For the past months, my life has been measured not by hours or meetings, but by the relentless, daily pursuit of normalcy. As the founder of Gaza Great Minds Foundation, my work has become an act of defiance. We are turning tents into classrooms and dust‑covered corners into spaces where children can remember how to dream.
I remember a morning last week, just after Omar’s 6th birthday. The heat in the tent was stifling, and the dust hung heavy in the air. Omar, who often follows me to the sites, found a discarded, broken pencil lead in the sand. He didn’t see it as trash. He sat down in the corner of the tent, using his own thumb to smudge the lead against a scrap of cardboard, carefully drawing a picture of a house with a window. “Baba,” he said, looking up at me with eyes that have seen too much, “Look, I can write my full name in Arabic. Is it nice?”
“Yes, baba. Yes. It’s the most beautiful name in the world.”
In that moment, I realized that we are not just teaching children to read; we are helping them build and craft their skills. To open a book when the world around you is collapsing is to declare that you have a future. To teach a child to write their name is to insist that they exist.
My own life is inextricably woven into this struggle. I am an educator, yes, but I am first a father to Omar, Keenan, and Ibrahim.
Losing my father during this war was the moment the ground shifted beneath me. I learned then that when our elders are taken, the burden of passing on the story falls entirely to us. Now, when I walk into one of our tent schools, I am not just a principal; I am a guardian of a future that many have tried to erase.
My team — Kathy, Amr, Sohaib, Sergio, Islam, Noor, Baraa, Hosam, and Saja — shows up every morning. They bring their grief, but they leave it at the door, choosing instead to bring patience to students who arrive with empty stomachs but hungry minds. We fight a daily war against scarcity, struggling to secure furniture and notebooks.





Running an educational project in a war zone is not a task for the faint of heart. It is a grueling, daily negotiation. Yet I am terrified of what would happen if I stopped. If I quit, the darkness wins by default.

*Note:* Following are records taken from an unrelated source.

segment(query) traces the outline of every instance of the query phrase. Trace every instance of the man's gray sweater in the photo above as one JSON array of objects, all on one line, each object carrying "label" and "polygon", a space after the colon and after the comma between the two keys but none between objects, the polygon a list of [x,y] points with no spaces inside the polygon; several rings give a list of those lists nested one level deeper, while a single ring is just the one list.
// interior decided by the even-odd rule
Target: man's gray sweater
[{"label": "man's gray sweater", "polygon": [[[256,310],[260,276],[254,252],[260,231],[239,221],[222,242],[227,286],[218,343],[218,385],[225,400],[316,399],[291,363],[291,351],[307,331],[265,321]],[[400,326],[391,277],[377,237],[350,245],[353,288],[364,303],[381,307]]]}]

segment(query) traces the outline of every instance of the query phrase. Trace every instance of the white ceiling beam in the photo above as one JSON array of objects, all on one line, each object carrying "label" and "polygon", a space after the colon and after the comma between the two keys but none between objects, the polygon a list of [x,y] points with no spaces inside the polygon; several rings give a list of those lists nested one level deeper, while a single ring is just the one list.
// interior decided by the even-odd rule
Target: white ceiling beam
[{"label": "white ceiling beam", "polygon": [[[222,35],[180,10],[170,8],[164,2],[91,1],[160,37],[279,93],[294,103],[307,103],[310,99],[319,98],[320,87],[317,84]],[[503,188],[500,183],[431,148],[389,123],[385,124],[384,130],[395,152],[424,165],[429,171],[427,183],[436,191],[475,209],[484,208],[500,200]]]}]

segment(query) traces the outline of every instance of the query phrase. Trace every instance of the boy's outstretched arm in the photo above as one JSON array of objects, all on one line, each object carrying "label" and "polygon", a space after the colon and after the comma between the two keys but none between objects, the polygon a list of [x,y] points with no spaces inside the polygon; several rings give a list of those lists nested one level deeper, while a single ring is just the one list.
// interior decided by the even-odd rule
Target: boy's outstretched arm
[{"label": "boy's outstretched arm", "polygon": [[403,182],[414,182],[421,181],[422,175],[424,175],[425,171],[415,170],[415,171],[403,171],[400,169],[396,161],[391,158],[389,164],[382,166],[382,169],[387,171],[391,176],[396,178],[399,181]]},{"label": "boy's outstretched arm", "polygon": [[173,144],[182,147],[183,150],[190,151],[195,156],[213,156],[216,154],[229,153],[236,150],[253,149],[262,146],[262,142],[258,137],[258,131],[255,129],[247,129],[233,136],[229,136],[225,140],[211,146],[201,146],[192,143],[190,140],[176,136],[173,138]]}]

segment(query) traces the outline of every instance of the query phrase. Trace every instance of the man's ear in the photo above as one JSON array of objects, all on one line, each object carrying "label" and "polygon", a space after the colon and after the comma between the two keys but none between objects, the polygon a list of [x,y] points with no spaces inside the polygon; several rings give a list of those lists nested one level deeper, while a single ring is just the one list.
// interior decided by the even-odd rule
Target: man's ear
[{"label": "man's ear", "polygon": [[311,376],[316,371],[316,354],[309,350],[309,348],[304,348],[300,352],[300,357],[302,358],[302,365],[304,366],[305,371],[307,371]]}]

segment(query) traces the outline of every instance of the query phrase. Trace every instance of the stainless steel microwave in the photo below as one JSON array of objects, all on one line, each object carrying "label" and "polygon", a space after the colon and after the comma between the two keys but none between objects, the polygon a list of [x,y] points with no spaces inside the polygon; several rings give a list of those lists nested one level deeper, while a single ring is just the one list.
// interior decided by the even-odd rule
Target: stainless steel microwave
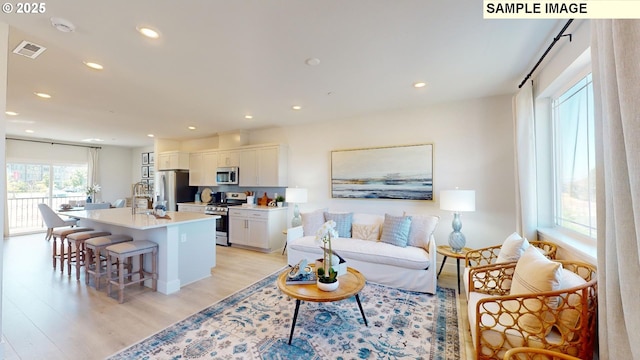
[{"label": "stainless steel microwave", "polygon": [[237,185],[238,184],[238,168],[237,167],[219,167],[216,170],[216,182],[218,185]]}]

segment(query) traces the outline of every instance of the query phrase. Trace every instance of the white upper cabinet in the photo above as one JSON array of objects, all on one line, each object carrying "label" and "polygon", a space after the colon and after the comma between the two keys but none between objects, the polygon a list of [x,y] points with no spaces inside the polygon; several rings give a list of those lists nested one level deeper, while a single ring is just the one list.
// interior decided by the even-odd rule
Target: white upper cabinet
[{"label": "white upper cabinet", "polygon": [[238,167],[240,166],[240,151],[220,151],[218,152],[218,167]]},{"label": "white upper cabinet", "polygon": [[240,186],[287,186],[287,148],[269,145],[240,152]]},{"label": "white upper cabinet", "polygon": [[189,154],[189,185],[215,186],[218,153],[199,151]]},{"label": "white upper cabinet", "polygon": [[182,151],[165,151],[156,158],[158,170],[189,170],[189,153]]}]

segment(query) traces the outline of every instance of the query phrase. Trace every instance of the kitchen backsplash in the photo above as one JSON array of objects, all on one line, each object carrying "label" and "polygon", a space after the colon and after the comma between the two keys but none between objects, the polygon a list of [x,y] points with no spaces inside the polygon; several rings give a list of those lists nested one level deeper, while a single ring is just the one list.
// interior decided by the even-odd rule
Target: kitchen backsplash
[{"label": "kitchen backsplash", "polygon": [[[264,196],[267,193],[267,197],[270,199],[275,198],[275,194],[284,196],[285,187],[244,187],[236,185],[218,185],[218,186],[199,186],[198,193],[202,193],[205,188],[211,189],[212,192],[245,192],[252,191],[256,199]],[[257,201],[257,200],[256,200]]]}]

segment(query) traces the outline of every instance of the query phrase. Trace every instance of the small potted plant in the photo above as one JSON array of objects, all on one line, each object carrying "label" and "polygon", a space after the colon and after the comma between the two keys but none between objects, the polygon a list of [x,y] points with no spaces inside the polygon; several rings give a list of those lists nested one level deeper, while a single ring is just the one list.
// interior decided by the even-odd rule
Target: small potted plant
[{"label": "small potted plant", "polygon": [[278,207],[282,207],[282,205],[284,205],[284,196],[276,196],[276,204],[278,204]]},{"label": "small potted plant", "polygon": [[[338,257],[331,251],[331,238],[337,238],[338,232],[335,229],[336,222],[329,220],[316,232],[316,241],[322,241],[323,259],[321,263],[316,264],[316,273],[318,274],[318,289],[322,291],[335,291],[340,286],[338,281],[338,273],[333,268],[333,263],[338,263]],[[320,265],[320,266],[318,266]]]}]

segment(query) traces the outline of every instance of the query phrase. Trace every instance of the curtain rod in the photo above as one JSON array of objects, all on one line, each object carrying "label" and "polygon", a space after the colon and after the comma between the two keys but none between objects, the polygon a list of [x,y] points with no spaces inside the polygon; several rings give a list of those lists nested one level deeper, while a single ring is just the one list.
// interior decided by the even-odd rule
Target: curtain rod
[{"label": "curtain rod", "polygon": [[31,140],[31,139],[20,139],[20,138],[12,138],[12,137],[6,137],[5,139],[7,139],[7,140],[15,140],[15,141],[28,141],[28,142],[35,142],[35,143],[42,143],[42,144],[51,144],[51,145],[65,145],[65,146],[85,147],[85,148],[90,148],[90,149],[102,149],[101,146],[65,144],[65,143],[56,142],[56,141]]},{"label": "curtain rod", "polygon": [[533,69],[531,69],[531,71],[529,71],[529,73],[527,74],[527,76],[525,76],[525,78],[522,80],[520,85],[518,85],[518,89],[522,88],[522,85],[524,85],[524,83],[526,83],[527,80],[529,80],[531,75],[533,75],[533,72],[536,71],[536,69],[538,68],[538,65],[540,65],[542,60],[544,60],[544,57],[547,56],[547,54],[549,53],[551,48],[558,42],[558,40],[560,40],[561,37],[568,36],[569,37],[569,42],[571,42],[571,34],[564,35],[564,32],[567,30],[567,28],[569,27],[569,25],[571,25],[572,22],[573,22],[573,19],[569,19],[569,21],[567,21],[567,23],[564,24],[564,27],[562,28],[562,30],[560,30],[560,32],[558,33],[558,36],[553,38],[553,42],[551,43],[551,45],[549,45],[549,47],[544,52],[544,54],[542,54],[542,56],[540,57],[538,62],[533,66]]}]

We are often told that the world is becoming multipolar, that power is shifting, and that geopolitics are dictated by the moves of great nations. But from my vantage point in a tented schoolhouse, the only power that matters is the resilience of the human spirit.
We are not just surviving; we are documenting our own endurance. We are writing our own history, one lesson, one meal, and one act of kindness at a time. As long as I have breath in my lungs, I will be here, ensuring that for my sons, for my students, and for our people, the light of knowledge continues to burn.





Ahmad, you are incredible. Your words are full of sense in a senseless world. You are compassionate and heartfelt. You are doing a great job.